PCORI

PCORI is faced in developing this new set of Standards with the challenge of being prescriptive without being overly directive. When describing the relevant stakeholders within this Standard, PCORI should consider changing the language to say, “Other relevant stakeholders may include but are not limited to clinicians, purchasers…” There are other stakeholder categories that may fall beyond the list identified—one example being community-based organizations working with health care systems—that researchers should also consider when determining the types of individuals who will be involved within the study and their approach to engagement. As currently written, PCORI’s list is more exclusive than illustrative. Beyond this, here PCORI defines the role of consumers or stakeholders in a manner that is appropriate in terms of a particular research project, but it does not speak to the fact that stakeholders should be involved in the research enterprise more broadly. There’s a greater role for researchers to play in engaging consumers and patients in governance and oversight processes, beyond simply the research project. AcademyHealth’s Electronic Data Methods (EDM) Forum authored a paper in 2012 (http://repository.edm-forum.org/cgi/viewcontent.cgi?article=1001&context=edm_briefs) that examines and offers insight into these issues that may be useful to PCORI for incorporating these critical concepts into its revised Methodology Standards. In addition, the final bullet regarding PCORI’s Engagement Rubric is not proportionate in level and scope with the other bullets on processes. This statement should act as a broader note within the Standard, and thereby be removed from the bulleted list. We would also raise that in the last sentence of the Standard— “If engagement is not necessary or appropriate in these processes, explain why”—it is not clear whether the intent is to note where engagement is or is not appropriate for each of the project’s components or for the project overall.
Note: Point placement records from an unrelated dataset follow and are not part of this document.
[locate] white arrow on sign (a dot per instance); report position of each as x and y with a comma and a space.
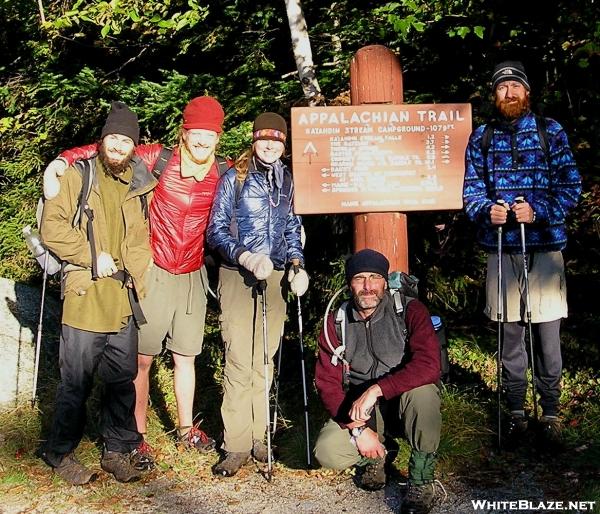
310, 150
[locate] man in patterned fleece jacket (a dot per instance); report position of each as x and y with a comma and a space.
516, 164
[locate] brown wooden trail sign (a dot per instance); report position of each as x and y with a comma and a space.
379, 157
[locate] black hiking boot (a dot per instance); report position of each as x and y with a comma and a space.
141, 458
73, 471
260, 451
231, 464
551, 431
419, 499
516, 428
119, 464
373, 475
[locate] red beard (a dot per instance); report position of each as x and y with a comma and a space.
513, 108
112, 167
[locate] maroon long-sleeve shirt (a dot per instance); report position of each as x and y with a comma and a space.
421, 366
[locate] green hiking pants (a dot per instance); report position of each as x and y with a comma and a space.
418, 412
243, 408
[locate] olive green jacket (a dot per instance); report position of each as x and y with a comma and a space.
70, 243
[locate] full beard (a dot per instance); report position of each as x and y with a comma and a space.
112, 167
513, 108
363, 303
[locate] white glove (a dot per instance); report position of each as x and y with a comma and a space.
260, 265
51, 183
105, 265
298, 279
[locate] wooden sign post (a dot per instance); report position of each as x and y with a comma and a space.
376, 78
379, 156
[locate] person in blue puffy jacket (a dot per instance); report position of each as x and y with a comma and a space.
257, 234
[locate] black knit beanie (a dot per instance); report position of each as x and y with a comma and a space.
269, 125
367, 260
509, 70
121, 120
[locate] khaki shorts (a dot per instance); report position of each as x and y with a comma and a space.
547, 287
175, 308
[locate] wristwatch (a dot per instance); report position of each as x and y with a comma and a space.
356, 431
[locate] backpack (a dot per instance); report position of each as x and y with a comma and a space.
403, 289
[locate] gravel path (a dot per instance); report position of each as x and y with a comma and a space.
250, 493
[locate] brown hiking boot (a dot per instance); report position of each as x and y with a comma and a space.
73, 471
231, 464
119, 464
196, 438
141, 458
373, 476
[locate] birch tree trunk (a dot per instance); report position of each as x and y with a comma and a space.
303, 52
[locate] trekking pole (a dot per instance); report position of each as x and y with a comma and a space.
275, 414
262, 288
499, 317
38, 341
521, 199
304, 392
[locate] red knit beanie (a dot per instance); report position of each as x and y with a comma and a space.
204, 112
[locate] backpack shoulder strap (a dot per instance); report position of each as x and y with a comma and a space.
161, 163
486, 140
86, 168
222, 165
542, 126
340, 332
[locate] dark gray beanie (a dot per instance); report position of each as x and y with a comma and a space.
367, 260
121, 120
509, 70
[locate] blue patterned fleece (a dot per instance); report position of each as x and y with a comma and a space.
552, 188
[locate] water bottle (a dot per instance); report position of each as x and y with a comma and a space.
37, 249
440, 331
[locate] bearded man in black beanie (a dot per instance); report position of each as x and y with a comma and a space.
108, 246
521, 182
376, 373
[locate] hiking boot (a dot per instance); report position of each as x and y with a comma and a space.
196, 438
419, 499
73, 471
141, 458
373, 476
120, 465
551, 430
260, 451
231, 464
516, 427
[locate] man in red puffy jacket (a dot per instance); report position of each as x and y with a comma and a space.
175, 305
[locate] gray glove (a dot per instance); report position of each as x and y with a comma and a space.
260, 265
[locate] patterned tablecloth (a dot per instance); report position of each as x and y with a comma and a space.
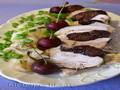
11, 8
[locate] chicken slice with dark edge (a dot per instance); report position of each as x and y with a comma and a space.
88, 15
86, 36
85, 50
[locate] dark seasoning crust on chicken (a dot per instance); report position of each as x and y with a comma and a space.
86, 36
56, 54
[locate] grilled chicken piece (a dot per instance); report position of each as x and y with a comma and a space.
88, 15
74, 60
86, 36
85, 50
99, 42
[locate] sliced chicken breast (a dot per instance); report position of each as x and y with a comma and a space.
74, 60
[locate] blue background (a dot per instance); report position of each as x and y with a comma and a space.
11, 8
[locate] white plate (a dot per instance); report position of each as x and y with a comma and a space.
55, 80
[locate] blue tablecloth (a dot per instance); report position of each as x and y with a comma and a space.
11, 8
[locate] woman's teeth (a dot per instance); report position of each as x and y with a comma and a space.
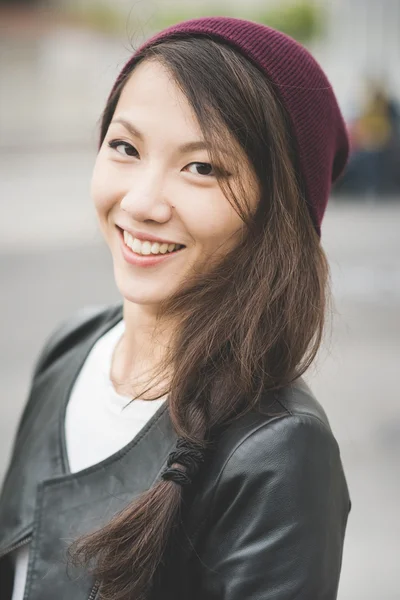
146, 248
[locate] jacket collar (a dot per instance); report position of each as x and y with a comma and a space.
39, 467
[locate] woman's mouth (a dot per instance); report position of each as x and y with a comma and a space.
146, 252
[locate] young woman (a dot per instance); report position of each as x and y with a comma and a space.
169, 448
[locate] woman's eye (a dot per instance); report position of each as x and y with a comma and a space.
123, 148
201, 169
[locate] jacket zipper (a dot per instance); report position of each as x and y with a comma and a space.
94, 591
13, 547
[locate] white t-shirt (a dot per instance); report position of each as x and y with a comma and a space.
96, 414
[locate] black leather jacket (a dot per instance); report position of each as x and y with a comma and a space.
265, 520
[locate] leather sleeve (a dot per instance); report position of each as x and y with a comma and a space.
279, 518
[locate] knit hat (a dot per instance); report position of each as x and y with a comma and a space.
318, 127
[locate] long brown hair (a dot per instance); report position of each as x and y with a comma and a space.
251, 323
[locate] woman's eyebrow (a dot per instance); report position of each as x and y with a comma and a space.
183, 149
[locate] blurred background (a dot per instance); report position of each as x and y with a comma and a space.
58, 61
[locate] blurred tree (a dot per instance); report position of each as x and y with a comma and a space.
301, 20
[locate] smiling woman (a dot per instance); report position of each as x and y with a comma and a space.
153, 179
195, 463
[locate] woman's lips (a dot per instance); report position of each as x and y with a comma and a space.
140, 260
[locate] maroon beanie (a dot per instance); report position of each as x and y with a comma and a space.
303, 88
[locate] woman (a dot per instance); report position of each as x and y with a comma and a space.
222, 478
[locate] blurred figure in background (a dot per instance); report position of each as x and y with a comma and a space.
375, 137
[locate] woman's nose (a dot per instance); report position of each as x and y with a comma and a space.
146, 200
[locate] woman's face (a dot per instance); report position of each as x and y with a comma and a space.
153, 180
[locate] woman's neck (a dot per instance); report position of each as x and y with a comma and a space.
139, 352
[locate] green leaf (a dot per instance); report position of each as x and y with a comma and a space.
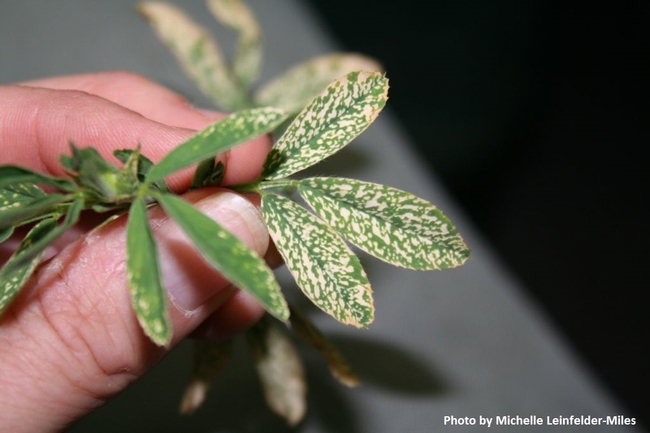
209, 358
12, 175
295, 88
226, 253
338, 365
333, 119
143, 273
21, 211
144, 165
14, 278
101, 178
388, 223
37, 244
197, 52
218, 137
248, 57
208, 173
280, 370
322, 264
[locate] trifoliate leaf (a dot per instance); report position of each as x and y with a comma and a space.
280, 370
338, 365
248, 57
227, 254
37, 244
295, 88
197, 52
104, 180
12, 175
13, 278
338, 115
144, 164
209, 358
388, 223
143, 273
326, 270
216, 138
22, 211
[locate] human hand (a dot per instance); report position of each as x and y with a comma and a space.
71, 341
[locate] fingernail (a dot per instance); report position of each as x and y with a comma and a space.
190, 281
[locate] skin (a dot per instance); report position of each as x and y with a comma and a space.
70, 340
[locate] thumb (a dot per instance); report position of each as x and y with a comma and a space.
71, 340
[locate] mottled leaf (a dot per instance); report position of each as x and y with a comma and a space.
143, 166
208, 173
197, 53
338, 365
388, 223
333, 119
143, 273
323, 266
12, 175
19, 212
37, 244
248, 57
209, 358
226, 253
13, 278
216, 138
295, 88
280, 370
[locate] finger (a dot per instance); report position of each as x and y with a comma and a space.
160, 104
77, 311
136, 93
We applaud the Committee on clarifying how patients and stakeholders should be involved in the prioritization of research, conduct of research, and the dissemination of research findings. As outlined in the standards, a broad set of stakeholders, including the biopharmaceutical industry, contribute to a more robust research process. Purchasers, payers, and industry communities seek to ensure that relevant questions are addressed, research findings are usable, and results are translated and implemented in practice. This engagement is an important aspect towards improving the relevance of CER questions and ultimately the impact of CER on health care decision-making.

Patient Advocates need to be added to the stakeholders list

The bolded print here refers to "ways that are appropriate and necessary". This is very broad. Essentially, this will result on everyone conceivable being drawn into the process, or the investigator being compelled to offer explanations as to why some segment was not engaged. Can the authors be more specific about how one determines what groups are really appropriate and necessary for such engagement?

While patients' participation in different portions of the research process is certainly of interest to researchers, the benefits from a patient perspective might not be immediately obvious. It is therefore important that their participation be compensated with a reciprocal gain. This gain could be in form of information to be taken back to their community, free lectures provided by researchers with expertise in the field, or anything else that might make this collaboration feel like a fair exchange with mutual gain.